Is the party over for Tesla bulls?
The fact is Tesla has rallied 88% since finding form from the 17 August lows, in the process seeing its market cap lift from $666b to $1.22t – taking it to the fifth-biggest market cap in the S&P 500.
The lift in market cap has seen a sizeable shift in buying from passive funds and ETFs. There's also been huge option activity – Tesla has been an options monster and currently, we can see an incredible 7.04m contracts in open interest in both call and put options – for those who thought the retail trader was going quiet needs to see the activity in the options space alone. As price has pushed higher, dealers (who sold the calls) have been short gamma and would have been dynamically hedging into $1220 – whereas soon as price pushed through the strike of the option, dealers were buying the underlying shares – again, this perpetuated the move higher.
Tesla daily chart
(Source: TradingView - Past performance is not indicative of future performance.)
Of course, this type of activity can wildly distort price from any fundamental value and this is why Tesla has been so popular from retail traders. Because, like Crypto when it goes and the body of capital aggregates as one it can cause incredibly powerful one-sided moves.
Musk takes to Twitter
News that Elon Musk had taken to Twitter to see their view on selling 10% of his holding, equating to some $21 billion, has been all the talk over the past 24 hours. Granted, this is an odd manner in which to go about part selling down one’s stock, but shareholders are somewhat desensitised to the fairly radical actions of Musk.

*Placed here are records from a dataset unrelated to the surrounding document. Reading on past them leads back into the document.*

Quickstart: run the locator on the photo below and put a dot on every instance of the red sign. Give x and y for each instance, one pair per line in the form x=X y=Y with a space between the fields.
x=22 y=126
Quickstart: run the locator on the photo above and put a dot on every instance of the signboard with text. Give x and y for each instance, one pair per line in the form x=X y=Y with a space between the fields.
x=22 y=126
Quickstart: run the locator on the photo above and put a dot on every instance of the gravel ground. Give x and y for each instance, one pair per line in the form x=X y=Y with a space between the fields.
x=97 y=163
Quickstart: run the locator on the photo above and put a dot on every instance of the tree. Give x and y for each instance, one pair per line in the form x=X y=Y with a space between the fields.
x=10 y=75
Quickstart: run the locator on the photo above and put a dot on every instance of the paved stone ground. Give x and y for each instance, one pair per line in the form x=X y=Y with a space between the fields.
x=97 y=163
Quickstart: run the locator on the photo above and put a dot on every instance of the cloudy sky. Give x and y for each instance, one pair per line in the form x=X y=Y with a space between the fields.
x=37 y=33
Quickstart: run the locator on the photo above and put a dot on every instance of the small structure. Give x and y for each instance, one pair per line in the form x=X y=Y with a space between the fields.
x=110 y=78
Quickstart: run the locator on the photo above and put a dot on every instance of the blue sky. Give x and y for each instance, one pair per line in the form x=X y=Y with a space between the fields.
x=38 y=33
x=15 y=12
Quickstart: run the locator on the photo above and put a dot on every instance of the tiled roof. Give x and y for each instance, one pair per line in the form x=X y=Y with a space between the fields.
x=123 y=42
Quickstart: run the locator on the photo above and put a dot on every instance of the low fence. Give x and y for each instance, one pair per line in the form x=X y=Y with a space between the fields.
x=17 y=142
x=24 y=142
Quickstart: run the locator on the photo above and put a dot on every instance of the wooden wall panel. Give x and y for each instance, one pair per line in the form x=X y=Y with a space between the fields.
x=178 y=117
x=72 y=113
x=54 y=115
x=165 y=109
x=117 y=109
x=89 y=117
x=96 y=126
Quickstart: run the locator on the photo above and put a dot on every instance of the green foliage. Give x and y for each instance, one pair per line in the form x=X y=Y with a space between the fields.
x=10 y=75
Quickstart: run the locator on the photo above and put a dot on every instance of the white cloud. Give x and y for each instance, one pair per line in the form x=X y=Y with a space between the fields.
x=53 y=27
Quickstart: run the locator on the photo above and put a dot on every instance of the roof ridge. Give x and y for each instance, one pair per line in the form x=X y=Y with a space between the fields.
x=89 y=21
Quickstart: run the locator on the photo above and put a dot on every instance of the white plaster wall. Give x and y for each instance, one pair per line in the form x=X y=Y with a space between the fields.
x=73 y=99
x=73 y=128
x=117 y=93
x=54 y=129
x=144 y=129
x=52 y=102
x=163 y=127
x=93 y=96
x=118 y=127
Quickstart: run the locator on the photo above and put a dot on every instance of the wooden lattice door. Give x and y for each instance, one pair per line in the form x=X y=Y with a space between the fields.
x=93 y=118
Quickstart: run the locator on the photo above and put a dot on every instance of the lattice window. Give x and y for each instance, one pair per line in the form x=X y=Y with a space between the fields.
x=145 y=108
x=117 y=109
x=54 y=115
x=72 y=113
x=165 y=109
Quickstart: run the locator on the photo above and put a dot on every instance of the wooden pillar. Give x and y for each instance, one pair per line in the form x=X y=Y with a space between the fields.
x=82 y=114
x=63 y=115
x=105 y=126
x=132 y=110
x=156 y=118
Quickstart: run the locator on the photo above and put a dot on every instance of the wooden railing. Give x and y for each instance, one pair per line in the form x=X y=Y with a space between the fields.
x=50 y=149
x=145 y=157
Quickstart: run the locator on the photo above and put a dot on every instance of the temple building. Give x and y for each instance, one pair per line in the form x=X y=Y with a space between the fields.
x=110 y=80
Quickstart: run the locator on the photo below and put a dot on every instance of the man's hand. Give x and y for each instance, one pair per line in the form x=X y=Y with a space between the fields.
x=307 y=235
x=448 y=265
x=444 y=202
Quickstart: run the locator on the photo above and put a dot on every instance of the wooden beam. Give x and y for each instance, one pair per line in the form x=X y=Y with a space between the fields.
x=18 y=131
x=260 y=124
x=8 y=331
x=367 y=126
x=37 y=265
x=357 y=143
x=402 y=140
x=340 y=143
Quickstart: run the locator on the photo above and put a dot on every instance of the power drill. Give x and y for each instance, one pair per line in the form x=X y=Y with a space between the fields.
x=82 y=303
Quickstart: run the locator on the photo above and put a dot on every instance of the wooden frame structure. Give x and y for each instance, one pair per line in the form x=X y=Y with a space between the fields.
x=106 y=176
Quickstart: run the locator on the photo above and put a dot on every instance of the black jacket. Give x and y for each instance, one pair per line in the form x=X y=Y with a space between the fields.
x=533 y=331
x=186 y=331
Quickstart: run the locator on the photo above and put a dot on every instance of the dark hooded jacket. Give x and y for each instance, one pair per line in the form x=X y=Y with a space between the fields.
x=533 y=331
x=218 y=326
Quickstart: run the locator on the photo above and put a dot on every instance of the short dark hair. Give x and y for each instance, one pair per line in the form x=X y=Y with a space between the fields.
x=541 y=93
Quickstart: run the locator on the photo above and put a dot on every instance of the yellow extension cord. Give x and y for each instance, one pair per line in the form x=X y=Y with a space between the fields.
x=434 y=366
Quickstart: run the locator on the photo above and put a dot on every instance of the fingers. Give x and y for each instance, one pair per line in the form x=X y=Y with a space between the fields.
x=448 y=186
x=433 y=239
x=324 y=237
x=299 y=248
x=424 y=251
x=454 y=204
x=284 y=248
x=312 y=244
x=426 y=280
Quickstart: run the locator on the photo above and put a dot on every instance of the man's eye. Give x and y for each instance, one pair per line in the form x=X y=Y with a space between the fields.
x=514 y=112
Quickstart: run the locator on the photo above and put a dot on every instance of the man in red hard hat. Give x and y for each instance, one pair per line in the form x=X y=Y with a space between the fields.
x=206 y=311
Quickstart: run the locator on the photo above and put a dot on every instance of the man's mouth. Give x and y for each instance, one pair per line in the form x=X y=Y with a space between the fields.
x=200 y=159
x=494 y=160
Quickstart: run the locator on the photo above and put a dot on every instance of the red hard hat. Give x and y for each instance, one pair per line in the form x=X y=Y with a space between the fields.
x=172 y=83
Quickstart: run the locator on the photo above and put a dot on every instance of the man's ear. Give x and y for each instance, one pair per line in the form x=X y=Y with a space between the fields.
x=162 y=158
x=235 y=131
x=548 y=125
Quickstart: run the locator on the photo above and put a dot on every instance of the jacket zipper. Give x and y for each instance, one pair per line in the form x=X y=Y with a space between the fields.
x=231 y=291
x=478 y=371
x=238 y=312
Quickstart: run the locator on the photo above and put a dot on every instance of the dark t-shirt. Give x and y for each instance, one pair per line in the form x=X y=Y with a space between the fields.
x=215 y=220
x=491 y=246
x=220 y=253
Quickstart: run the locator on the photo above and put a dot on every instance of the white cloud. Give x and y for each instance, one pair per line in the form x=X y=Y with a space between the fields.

There's many ways to look at this – There are reports that Musk faces a $15b tax bill, so this sale will clear this. The cynics will claim this is a clever way of offloading some of his position after an incredible run. While using social media to mount a defence against the Democrats plans to introduce a tax on billionaires with unrealised gains. They'll claim it skirts the reasonability of maximising shareholder value.
Others will point to the fact he takes no salary and that this is a non-story, and in a way, he's doing the right thing to help the US government.
A seller in size creates overhang
Whichever way you want to slice and dice, these issues should concern traders little – the bigger issue is the fact that if Musk is true to his word and follows his brother's lead in offloading a decent position, we know there is a known seller in size in the market.
$21b is around 80% of the average daily volume over the past 3 months - so in any normal market, the liquidity in Tesla would have seen his agent work the order fairly conformably over a number of days without causing a major volatility scare. However, providing Musk is to sell down 10% of his stake, which of course wont happen at once, it should keep the buyers at bay and the one-sided order book could exasperate the moves lower. Short sellers love this condition.
Tesla is a momentum juggernaut
All that said, many have mentioned that buyers will be lining up to buy dips, especially if the sales has no reflection of the company but for his own tax liabilities. That may be so, but I’d argue we are likely to see choppy conditions once price has settled down with more prosperous conditions for two-way trading (long and short).
In fact, if options buying spurred life into the rally, then perhaps, we may see the aggressive put buying activity from funds also aggravate the move lower in the near term.
The point is, Tesla is driven by flow – Of course fundamentals have some bearing and the concept of Tesla’s place in the EV space into 2030. But near-term the best way to think of Tesla is a momentum beast – where strength begets strength and the trade is to buy high and sell higher – however, this can obviously work both ways. Having an open mind to the price action, trend and flow are key. Trade the momentum, align with the trend.